Captain Simon Petitt RN told the Telegraph Friday the ships would become the UK’s most potent weapon after the Trident nuclear deterrent and revolutionize the way Britain fights its wars.
“It is about stopping wars rather than starting them,” he insisted.
“If someone does want to start a war I think they might think twice if they see one of these ships coming over the horizon.”
“We have never seen these ships before. It will change the way the Navy does its business,” Petitt added.
If accurately represented, the ability of the 65,000-tonne Queen Elizabeth to project force around the world in support of UK foreign policy are staggering.
She stands higher than Niagara Falls at 56 meters, can accommodate four passenger jets side-by-side on her 70-meter-wide deck and, at 280 meters in length, it is longer than the Houses of Parliament, whose global ambitions she will serve.
It is claimed 108 combat flights can be flown from her deck per day and besides her 700-strong crew she can accommodate a further 900 air crew and Royal Marine Commandos.
The carrier, it is claimed, can hold up to 36 F35 fighter jets and four Merlin helicopters, though these could be switched for Apaches attack helicopters or Chinook transport choppers.
Petitt said Queen Elizabeth would be supremely adaptable, using the examples of very different wars to illustrate his point.
In the Gulf War carriers projected air power over Iraq from great distance, in Sierra Leone commandos were put ashore in an amphibious operations and in Libya Apache choppers were flown from a ship’s deck, he said.
But it hasn’t all been plain sailing for the carrier project, which some have hailed the creation of a national icon and way for UK power projection to pack a massive punch.
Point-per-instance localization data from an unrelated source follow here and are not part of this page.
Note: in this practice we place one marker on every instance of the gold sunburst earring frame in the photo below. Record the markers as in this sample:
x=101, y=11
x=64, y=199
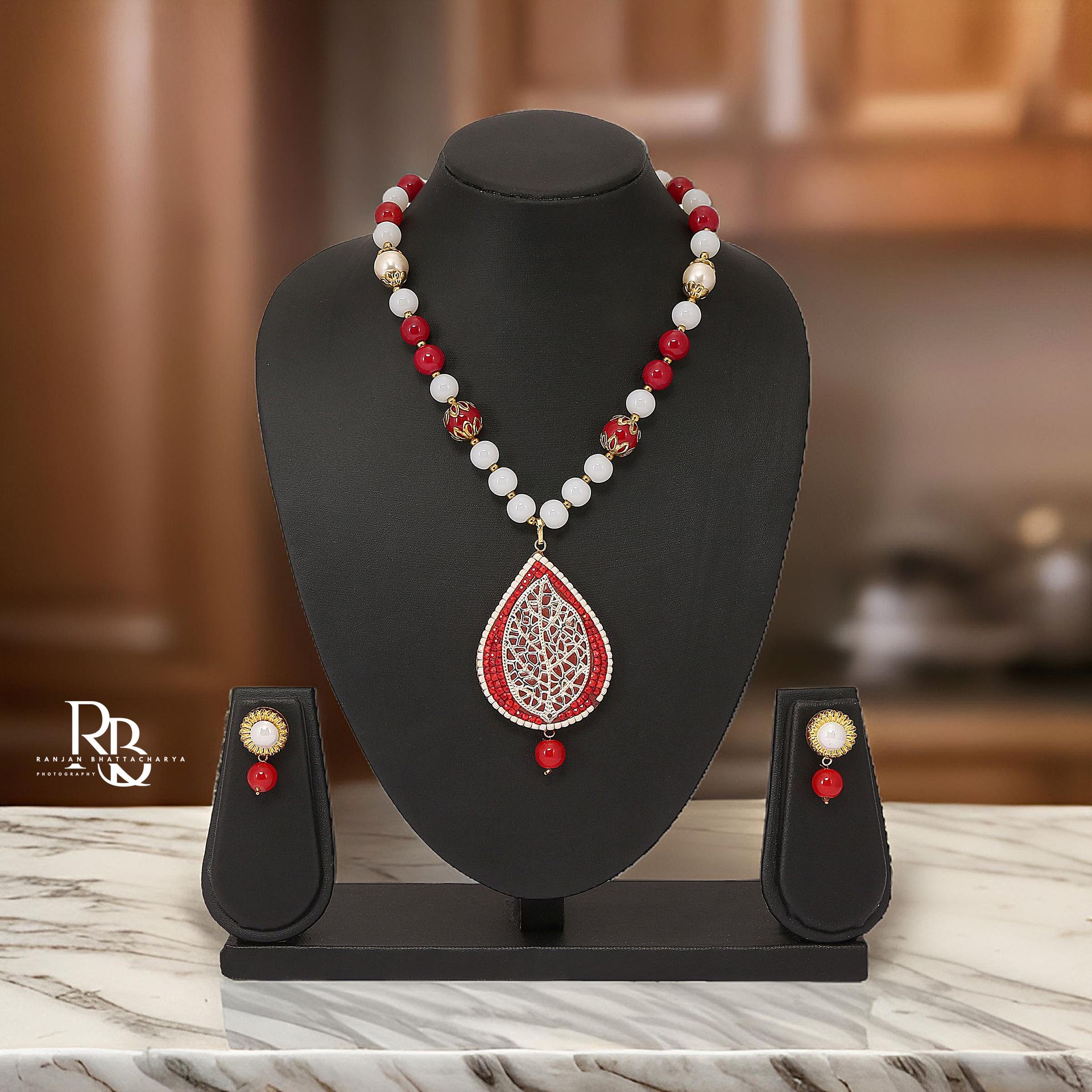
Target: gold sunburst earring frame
x=832, y=717
x=263, y=714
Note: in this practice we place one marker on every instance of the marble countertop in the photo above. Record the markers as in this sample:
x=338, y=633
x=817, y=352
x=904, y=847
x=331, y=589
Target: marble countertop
x=981, y=972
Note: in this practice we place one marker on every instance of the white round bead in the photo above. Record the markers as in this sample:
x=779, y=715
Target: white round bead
x=264, y=734
x=832, y=737
x=599, y=468
x=684, y=314
x=554, y=514
x=699, y=273
x=643, y=403
x=387, y=233
x=705, y=243
x=521, y=508
x=484, y=454
x=390, y=261
x=694, y=198
x=503, y=482
x=444, y=387
x=403, y=301
x=577, y=491
x=399, y=196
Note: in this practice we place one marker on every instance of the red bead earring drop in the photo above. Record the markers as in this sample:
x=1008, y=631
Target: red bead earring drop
x=263, y=733
x=830, y=735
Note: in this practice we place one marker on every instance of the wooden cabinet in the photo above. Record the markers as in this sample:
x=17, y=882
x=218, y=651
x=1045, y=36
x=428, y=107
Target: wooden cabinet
x=816, y=115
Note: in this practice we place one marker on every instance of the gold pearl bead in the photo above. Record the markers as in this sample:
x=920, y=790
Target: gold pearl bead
x=699, y=279
x=391, y=267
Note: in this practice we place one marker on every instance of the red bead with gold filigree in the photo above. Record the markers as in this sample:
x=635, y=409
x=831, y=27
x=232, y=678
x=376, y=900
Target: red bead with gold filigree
x=619, y=436
x=462, y=420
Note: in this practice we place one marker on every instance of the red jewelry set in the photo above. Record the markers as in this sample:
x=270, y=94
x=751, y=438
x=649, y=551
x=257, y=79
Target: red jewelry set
x=544, y=660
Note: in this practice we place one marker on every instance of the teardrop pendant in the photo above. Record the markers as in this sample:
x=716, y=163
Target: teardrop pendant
x=544, y=660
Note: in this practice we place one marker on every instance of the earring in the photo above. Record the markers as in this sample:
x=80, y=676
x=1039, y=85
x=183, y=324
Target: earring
x=263, y=733
x=832, y=734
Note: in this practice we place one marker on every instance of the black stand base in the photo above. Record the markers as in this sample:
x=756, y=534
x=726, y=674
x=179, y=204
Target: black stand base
x=626, y=930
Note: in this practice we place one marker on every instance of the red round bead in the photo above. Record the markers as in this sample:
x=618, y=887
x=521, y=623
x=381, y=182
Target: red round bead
x=619, y=436
x=412, y=185
x=261, y=777
x=657, y=375
x=675, y=344
x=705, y=218
x=679, y=186
x=464, y=421
x=428, y=359
x=388, y=211
x=414, y=330
x=827, y=783
x=549, y=754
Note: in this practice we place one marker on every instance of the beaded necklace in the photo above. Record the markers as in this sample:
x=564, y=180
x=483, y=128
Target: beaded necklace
x=544, y=660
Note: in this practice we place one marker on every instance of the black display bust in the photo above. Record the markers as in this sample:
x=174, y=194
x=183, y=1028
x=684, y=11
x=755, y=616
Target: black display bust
x=547, y=257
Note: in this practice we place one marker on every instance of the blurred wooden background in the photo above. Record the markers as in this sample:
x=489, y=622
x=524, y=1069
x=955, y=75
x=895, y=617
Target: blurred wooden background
x=169, y=161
The project has rocketed in price from the £3.5 billion (US$5.1 billion) projected by the Labour government in 2007 to an expected £6.2 billion under the Tories.
In 2015, one senior military figure told the Guardian anonymously the carrier program is a toxic “combination of naval vanity and pork-barrel politics.”
His claim echoes a common suggestion in defense circles that the new carriers are part of a desperate struggle by the Royal Navy to stay relevant in an era when spies, cyberwarfare, drones and Special Forces are favored over the hulking maritime hardware of yesteryear.
The same individual also warned building carriers is “moving in the direction absolutely contrary to strategic developments of our time.”
Big shipping, he said, has an obvious radar signature and would be increasingly vulnerable to missile attacks.
Another issue stems from the availability of fighter jets for the second aircraft carrier to carry.
The Ministry of Defence (MoD) has reportedly ordered a mere 14 F-35B’s at an estimated cost of £2 billion.
A 2015 report by the Commons Defence Select Committee warned it makes “little sense to maintain an additional aircraft carrier without aircraft to fly off it and the necessary aircraft, surface ships and submarines to protect it.”
This may lead to the military relying on US warplanes to man its own carrier, potentially leading to issues of sovereignty like those which may emerge from the controversial EU army project.